Large language models (LLMs) are increasingly used to model human social behavior, with recent research exploring their ability to simulate social dynamics. Here, we test whether LLMs mirror human behavior in social dilemmas, where individual and collective interests conflict. Humans generally cooperate more than expected in laboratory settings, showing less cooperation in well-mixed populations but more in fixed networks. In contrast, LLMs tend to exhibit greater cooperation in well-mixed settings. This raises a key question: Are LLMs about to emulate human behavior in cooperative dilemmas on networks? In this study, we examine networked interactions where agents repeatedly engage in the Prisoner's Dilemma within both well-mixed and structured network configurations, aiming to identify parallels in cooperative behavior between LLMs and humans. Our findings indicate critical distinctions: while humans tend to cooperate more within structured networks, LLMs display increased cooperation mainly in well-mixed environments, with limited adjustment to networked contexts. Notably, LLM cooperation also varies across model types, illustrating the complexities of replicating human-like social adaptability in artificial agents. These results highlight a crucial gap: LLMs struggle to emulate the nuanced, adaptive social strategies humans deploy in fixed networks.

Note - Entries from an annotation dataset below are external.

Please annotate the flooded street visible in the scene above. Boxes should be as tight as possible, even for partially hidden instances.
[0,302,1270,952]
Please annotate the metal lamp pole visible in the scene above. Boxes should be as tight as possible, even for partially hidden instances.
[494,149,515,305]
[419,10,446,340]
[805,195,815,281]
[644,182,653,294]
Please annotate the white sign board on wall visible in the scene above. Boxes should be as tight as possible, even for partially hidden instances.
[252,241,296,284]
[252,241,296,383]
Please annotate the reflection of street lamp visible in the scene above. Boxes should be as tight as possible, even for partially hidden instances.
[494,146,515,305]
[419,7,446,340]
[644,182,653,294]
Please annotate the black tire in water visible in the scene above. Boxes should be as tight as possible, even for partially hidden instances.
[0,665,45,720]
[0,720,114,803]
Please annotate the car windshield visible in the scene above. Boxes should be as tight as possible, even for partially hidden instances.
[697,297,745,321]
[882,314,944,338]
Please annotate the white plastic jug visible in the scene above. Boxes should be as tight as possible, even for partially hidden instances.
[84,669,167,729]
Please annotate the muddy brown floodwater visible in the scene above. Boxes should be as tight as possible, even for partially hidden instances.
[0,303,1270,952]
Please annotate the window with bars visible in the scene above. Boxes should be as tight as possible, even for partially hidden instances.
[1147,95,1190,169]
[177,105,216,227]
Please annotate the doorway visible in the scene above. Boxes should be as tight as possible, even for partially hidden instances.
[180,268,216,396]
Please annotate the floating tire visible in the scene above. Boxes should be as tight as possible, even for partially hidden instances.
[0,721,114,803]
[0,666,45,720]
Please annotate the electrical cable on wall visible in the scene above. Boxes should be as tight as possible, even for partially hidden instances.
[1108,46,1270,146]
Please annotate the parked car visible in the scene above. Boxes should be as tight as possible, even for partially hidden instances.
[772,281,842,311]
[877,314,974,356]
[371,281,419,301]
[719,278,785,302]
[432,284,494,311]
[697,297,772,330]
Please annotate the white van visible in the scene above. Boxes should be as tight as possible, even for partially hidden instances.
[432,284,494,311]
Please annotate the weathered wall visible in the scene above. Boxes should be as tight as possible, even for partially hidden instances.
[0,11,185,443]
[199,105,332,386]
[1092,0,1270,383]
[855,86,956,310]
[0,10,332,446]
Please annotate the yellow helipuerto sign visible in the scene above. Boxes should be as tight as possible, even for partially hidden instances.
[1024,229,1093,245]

Unlike human participants, LLMs do not alter their cooperative behavior in response to network structures or evolving social contexts, missing the reciprocity norms that humans adaptively employ. This limitation points to a fundamental need in future LLM design -- to integrate a deeper comprehension of social norms, enabling more authentic modeling of human-like cooperation and adaptability in networked environments.

Paper Structure

This paper contains 14 sections, 7 figures.

Figures (7)

  • Figure 1: Illustrating the networked interactions in an eight-node network, with the degrees $k=2,4,6$ in panels A, B, and C, respectively. The convention of using so-called circulant graphs to represent static networks follows Ref. rand.
  • Figure 2: Two example experiments with GPT-3.5. The parameter settings are $k=2$ and $b/c=6$. The position around the circle corresponds to the identity of the node. In panel A, the interactions are well-mixed. In panel B, neighbors along the perimeter interact with each other.
  • Figure 3: Comparing networked and well-mixed topologies for humans (panel A, adapted from Ref. rand2014static), GPT-3.5 (panel B), and GPT-4 (panel C). All AI values are averaged over five independent runs of the experiments. The shaded regions represent the one-standard error confidence bands.
  • Figure 4: Average cooperation levels for GPT-3.5 (panels A, B, and C) and GPT-4 (panels D, E, and F). A and D give our results for the sparsest networks ($k=2$), B and E show results for $k=4$, and C and F give results for $k=6$. The shaded regions represent one-standard-error confidence bands. The AI curves are averaged over 25 players and 5 realizations of the experiments. The human curves involve, on average, $24.2$ players.
  • Figure 5: Cooperation level after 15 rounds as reported in Ref. rand2014static for humans A, compared to AI: GPT-3.5 and GPT-4, respectively. The colors represent the three theoretically distinct classes $b/c< k$, $b/c= k$, $b/c> k$, respectively. The first number on the bars indicates $b/c$, whereas the second number represents $k$ (so $2<4$ means $b/c=2$ and $k=4$).